It’s the night before a major client launch and traffic is already building. The site starts slowing down, then timing out. The client calls the agency before anyone else because, in their mind, the agency owns the outcome.
When the hosting is a black box
Most commodity hosting setups weren’t built for the way agencies actually operate. There’s no account-level contact, no escalation path outside a ticket queue, and no one who already knows which client environment is involved.
Which means at 11pm on that pre-launch night, your options are open a ticket, wait, and relay whatever comes back to the client. You’re a middleman in a conversation you’re not really part of.
The client doesn’t separate the hosting from your agency. What they see is you unable to sort things out.
Agencies rarely lose a client because a site went down. What ends these relationships is the support gap underneath it: the host pointing at the CDN, the CDN saying everything looks normal, and the you left updating the client on a problem you don’t fully control. Most commodity hosting support is built exactly that way.
And it’s usually not just the one incident, it’s a compounding of circumstances. The campaign where the site ran slower than it should have, a billing spike that only surfaced at invoice time, and the support ticket that sat for hours when your client needed a response in minutes.

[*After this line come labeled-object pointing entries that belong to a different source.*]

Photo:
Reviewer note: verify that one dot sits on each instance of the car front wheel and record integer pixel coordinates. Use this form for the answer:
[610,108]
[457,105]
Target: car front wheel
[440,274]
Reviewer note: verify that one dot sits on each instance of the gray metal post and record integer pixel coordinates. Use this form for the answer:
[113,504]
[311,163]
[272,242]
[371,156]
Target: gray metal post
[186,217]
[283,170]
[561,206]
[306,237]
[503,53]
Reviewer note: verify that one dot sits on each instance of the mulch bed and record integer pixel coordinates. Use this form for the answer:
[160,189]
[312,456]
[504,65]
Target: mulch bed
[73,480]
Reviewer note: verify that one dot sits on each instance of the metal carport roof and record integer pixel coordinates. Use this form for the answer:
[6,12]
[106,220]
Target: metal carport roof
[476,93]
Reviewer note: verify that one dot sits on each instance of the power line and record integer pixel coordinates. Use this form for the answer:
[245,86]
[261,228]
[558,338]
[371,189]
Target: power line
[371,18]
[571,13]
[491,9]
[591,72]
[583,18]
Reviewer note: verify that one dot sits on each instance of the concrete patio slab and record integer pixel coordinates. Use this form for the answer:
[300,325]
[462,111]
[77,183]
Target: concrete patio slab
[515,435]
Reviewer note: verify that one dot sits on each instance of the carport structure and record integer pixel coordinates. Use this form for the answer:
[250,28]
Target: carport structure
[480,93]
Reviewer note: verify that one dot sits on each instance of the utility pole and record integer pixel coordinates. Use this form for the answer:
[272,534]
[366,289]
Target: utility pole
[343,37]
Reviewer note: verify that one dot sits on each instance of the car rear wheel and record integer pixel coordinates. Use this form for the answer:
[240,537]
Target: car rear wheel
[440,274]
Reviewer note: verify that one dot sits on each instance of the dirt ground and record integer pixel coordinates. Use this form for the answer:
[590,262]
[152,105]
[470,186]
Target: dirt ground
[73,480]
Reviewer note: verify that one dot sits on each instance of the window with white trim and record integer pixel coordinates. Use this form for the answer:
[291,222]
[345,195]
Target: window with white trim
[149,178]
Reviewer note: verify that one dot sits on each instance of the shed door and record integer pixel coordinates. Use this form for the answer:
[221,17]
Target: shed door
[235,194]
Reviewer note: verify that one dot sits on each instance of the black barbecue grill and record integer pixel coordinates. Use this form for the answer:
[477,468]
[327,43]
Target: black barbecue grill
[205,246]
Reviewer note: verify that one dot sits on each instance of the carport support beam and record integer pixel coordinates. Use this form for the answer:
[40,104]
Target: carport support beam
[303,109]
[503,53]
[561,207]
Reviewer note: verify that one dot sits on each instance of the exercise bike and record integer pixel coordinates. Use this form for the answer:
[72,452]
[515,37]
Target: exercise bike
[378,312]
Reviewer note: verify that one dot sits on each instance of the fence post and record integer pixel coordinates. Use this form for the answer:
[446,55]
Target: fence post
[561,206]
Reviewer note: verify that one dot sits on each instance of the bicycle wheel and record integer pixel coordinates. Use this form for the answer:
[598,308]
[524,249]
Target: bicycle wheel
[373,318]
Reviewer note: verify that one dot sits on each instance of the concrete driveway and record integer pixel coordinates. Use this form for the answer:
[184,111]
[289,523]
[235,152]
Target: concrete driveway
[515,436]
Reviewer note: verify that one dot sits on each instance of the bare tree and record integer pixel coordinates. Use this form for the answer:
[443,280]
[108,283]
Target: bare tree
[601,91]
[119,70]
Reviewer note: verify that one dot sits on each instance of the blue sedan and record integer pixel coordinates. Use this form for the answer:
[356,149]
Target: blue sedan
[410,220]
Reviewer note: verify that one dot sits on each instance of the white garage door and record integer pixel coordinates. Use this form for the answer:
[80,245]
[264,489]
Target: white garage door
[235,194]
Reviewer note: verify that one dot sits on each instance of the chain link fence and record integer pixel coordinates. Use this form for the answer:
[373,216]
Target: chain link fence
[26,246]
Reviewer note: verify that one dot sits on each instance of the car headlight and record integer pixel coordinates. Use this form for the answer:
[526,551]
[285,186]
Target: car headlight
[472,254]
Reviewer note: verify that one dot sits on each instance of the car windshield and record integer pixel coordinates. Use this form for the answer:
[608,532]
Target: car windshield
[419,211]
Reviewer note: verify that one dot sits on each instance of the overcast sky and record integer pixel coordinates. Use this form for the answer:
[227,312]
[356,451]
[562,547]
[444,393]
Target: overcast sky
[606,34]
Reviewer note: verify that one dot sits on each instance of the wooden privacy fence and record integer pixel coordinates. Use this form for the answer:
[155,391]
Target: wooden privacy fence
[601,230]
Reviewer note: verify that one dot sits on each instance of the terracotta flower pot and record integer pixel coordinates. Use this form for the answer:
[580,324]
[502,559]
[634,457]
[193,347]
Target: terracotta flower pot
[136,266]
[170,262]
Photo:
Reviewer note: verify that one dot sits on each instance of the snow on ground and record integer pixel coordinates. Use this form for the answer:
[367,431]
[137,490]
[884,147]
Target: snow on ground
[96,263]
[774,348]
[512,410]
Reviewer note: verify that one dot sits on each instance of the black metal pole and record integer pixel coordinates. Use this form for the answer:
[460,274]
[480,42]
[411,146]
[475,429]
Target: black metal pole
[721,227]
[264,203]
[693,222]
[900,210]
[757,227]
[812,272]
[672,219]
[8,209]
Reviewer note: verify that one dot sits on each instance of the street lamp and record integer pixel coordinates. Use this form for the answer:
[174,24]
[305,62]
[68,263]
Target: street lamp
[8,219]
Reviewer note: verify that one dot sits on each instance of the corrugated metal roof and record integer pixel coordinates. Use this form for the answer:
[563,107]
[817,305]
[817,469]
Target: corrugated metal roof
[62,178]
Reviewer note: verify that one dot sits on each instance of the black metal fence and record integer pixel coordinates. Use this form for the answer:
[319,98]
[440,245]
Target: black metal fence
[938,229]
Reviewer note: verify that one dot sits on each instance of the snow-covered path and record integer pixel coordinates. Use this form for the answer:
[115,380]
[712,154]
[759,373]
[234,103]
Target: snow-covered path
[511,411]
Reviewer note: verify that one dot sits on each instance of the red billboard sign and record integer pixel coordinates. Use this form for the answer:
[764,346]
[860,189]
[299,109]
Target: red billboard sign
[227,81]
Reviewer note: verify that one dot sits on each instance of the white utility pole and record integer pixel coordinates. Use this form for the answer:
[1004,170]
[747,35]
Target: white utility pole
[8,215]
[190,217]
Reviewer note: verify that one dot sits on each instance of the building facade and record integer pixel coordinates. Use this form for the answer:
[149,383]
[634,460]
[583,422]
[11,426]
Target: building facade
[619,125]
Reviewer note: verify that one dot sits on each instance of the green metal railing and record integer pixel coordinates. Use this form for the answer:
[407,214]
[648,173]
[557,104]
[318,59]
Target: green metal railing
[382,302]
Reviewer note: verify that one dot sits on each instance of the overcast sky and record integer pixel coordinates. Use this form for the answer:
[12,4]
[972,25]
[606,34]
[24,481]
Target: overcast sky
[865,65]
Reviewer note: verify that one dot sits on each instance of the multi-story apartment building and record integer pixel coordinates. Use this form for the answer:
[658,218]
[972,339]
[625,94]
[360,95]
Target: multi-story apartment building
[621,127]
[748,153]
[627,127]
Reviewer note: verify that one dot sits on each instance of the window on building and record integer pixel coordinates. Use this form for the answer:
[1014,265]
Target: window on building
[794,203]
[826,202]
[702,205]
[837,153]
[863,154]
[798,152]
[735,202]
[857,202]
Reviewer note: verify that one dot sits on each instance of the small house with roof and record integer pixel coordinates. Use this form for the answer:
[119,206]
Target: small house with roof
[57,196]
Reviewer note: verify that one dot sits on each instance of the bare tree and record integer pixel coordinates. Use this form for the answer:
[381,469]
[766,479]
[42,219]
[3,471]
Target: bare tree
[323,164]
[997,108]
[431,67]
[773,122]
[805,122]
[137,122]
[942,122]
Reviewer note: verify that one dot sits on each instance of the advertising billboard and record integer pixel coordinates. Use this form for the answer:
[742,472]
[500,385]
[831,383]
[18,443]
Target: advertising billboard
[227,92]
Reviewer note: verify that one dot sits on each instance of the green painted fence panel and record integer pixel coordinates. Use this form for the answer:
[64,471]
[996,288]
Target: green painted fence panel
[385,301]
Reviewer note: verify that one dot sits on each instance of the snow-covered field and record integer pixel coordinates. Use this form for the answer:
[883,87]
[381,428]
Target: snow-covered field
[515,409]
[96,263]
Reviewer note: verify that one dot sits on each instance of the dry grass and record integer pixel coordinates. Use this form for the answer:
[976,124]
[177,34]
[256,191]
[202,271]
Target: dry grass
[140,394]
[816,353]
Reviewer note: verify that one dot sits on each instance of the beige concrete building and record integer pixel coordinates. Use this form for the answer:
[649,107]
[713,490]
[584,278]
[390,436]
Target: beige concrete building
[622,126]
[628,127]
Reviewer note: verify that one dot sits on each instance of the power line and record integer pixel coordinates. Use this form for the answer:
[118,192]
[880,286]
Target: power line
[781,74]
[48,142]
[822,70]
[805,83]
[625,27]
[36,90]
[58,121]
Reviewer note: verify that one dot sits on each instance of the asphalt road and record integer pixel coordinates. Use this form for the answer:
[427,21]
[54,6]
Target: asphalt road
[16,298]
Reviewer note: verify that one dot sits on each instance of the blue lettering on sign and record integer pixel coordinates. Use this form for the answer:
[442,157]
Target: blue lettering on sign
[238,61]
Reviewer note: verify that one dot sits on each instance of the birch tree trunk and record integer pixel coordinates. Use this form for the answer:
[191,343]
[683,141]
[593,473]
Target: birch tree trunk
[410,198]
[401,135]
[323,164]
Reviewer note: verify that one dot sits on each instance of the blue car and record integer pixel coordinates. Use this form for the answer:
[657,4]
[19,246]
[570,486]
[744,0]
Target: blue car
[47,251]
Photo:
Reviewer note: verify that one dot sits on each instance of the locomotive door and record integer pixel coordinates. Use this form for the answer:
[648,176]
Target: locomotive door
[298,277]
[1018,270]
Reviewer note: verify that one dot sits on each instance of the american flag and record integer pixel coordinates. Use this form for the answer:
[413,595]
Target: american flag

None of these are dramatic enough to end a relationship on their own, but together they shape whether a client sees your agency as the right long-term partner.
Site performance is campaign performance
Your clients don’t distinguish between the campaign and the site it runs on. When the site slows under traffic during a launch, that performance gap shows up directly in the campaign results.
That cost is measurable. The BBC documented losing 10% of their audience for every additional second their site took to load. For a client running a product launch, that gap shows up in the campaign numbers, not just the monitoring dashboard.
Where the exposure sits
Your clients already know who they’re calling when something goes wrong. What costs agencies most is the gap between that call coming in and someone who can actually fix it picking up the phone.
The host that seemed fine when the account was smaller becomes a liability once the client starts running campaigns with real revenue on the line. A support model built around ticket queues doesn’t close gaps fast enough to protect the relationship.
A clean track record on the current setup is no guarantee your host can support you when a high-stakes moment arrives, and when that moment comes, the client’s focus will be on you, not the host.